In this test, the organism under consideration is grown in peptone water broth. It contains tryptophan, which under the action of enzyme tryptophanase is converted to an Indole molecule, pyruvate and ammonium. The indole is then extracted from the broth by means of xylene. The broth is sterilized for 15 minutes at around 121 °C. To test the broth for indole production, Kovac's reagent . Kovac's reagent consist of amyl alcohol and para-dimethylaminobenzaldehyde and concentrated hydrochloric acid. Kovac's reagent is actually used to determine ability of an organism to separate indole from amino acid tryptophan and it is added after incubation. A positive result is indicated by a pink/red layer forming on top of the liquid.

== Methyl red and Voges–Proskauer test ==

These tests both use the same broth for bacterial growth. The broth is called MR-VP broth. After growth, the broth is separated into two different tubes, one for the methyl red (MR) test and one for the Voges-Proskauer (VP) test.

The methyl red test detects production of acids formed during metabolism using mixed acid fermentation pathway using pyruvate as a substrate. The pH indicator Methyl Red is added to one tube and a red color appears at pH's lower than 4.2, indicating a positive test (mixed acid fermentation is used). The solution remaining yellow (pH = 6.2 or above) indicates a negative test, meaning the butanediol fermentation is used.

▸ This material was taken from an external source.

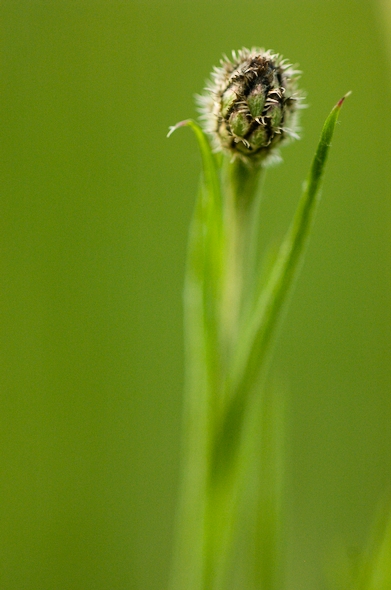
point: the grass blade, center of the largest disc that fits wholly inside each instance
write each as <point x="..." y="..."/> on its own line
<point x="254" y="343"/>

The VP test uses alpha-naphthol and potassium hydroxide to test for the presence of acetylmethylcarbinol (acetoin), an intermediate of the 2,3-butanediol fermentation pathway. After adding both reagents, the tube is shaken vigorously then allowed to sit for 5–10 minutes. A pinkish-red color indicates a positive test, meaning the 2,3-butanediol fermentation pathway is used.

== Citrate test ==

In the 1930's, S.A. Koser conducted experiments that were used to study bacterial catabolism of organic acids. Koser found that citrate metabolism could be an indicator for bacteria found in natural environments. Additionally, citrate could be used to distinguish bacterial coliforms found in soil, and aquatic environments, such as Enterobacteriaceae, and coliforms with fecal contamination. It was found that coilforms without fecal contamination grew, while the coilforms with fecal contamination did not grow.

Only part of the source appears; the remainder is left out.